Given:
The expanded form of [tex](x+s)(x-t)[/tex] is [tex]x^2+Kx-40[/tex].
Where, s, t, K are positive integers.
To find:
The smallest possible value of K.
Solution:
The expanded form of [tex](x+s)(x-t)[/tex] is [tex]x^2+Kx-40[/tex]. It means,
[tex](x+s)(x-t)=x^2+Kx-40[/tex]
[tex]x^2-tx+sx-st=x^2+Kx-40[/tex]
[tex]x^2+(s-t)x-st=x^2+Kx-40[/tex]
On comping both sides, we get
[tex]K=s-t[/tex] ...(i)
K is a positive integer if s>t.
And
[tex]st=40[/tex]
The factor pairs of 40 are (1,40), (2,20), (4,10), (5,8), (8,5), (10,4), (20,2) and (40,1).

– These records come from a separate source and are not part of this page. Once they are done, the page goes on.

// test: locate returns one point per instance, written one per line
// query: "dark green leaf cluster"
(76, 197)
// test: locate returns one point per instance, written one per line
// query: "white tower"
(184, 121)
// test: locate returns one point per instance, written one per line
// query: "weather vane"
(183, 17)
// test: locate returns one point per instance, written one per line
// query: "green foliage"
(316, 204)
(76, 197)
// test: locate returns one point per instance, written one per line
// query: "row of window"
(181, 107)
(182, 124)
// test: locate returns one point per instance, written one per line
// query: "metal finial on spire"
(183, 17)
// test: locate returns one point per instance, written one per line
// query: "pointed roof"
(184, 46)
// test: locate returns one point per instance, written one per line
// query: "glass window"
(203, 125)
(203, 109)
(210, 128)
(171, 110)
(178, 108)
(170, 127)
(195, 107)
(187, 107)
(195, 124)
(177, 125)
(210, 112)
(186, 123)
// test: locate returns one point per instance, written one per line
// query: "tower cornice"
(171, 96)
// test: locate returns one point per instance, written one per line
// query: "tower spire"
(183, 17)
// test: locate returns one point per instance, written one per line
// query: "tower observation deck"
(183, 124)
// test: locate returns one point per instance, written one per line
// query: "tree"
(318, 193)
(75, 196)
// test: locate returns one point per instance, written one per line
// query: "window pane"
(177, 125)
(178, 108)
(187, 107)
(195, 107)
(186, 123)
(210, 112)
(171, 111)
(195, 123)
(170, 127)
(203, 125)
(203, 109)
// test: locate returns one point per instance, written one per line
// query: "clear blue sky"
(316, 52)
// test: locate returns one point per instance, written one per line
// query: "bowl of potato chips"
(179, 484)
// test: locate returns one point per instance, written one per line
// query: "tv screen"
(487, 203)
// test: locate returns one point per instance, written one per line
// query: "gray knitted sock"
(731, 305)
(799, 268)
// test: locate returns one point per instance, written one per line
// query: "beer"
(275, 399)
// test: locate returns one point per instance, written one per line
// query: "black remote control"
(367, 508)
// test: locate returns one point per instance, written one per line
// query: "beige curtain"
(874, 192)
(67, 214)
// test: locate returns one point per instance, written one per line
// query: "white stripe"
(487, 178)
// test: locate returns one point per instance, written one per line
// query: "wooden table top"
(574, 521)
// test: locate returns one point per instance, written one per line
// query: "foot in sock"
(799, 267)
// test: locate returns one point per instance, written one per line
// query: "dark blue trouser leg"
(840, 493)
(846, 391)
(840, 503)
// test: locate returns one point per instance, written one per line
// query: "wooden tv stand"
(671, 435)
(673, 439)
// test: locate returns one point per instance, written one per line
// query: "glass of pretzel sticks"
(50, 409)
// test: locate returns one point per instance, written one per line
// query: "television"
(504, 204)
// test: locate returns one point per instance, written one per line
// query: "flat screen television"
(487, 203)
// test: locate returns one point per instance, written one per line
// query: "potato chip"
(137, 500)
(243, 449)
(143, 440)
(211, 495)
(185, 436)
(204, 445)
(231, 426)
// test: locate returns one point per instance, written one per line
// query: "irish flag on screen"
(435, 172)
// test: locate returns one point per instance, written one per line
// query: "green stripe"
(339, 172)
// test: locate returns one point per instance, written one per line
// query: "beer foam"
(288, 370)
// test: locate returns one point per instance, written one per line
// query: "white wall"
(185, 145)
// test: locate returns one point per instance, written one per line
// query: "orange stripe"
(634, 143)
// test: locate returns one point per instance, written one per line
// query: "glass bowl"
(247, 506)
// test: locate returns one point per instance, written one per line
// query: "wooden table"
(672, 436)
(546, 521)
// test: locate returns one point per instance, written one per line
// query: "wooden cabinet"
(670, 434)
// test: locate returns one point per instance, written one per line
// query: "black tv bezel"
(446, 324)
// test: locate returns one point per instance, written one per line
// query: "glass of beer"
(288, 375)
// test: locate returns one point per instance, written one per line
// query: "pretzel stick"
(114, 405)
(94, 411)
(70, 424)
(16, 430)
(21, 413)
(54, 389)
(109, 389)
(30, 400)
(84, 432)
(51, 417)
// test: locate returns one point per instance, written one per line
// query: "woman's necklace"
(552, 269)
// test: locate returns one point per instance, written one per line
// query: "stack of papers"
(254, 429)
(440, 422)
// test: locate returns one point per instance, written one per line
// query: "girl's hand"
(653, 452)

Since s>t, therefore the possible values for (s,t) are (8,5), (10,4), (20,2) and (40,1).
Using (i), find the value of K for each factor pair.
[tex]K=8-5=3[/tex]
[tex]K=10-4=6[/tex]
[tex]K=20-2=18[/tex]
[tex]K=40-1=39[/tex]
Therefore, the smallest possible value of K is 3.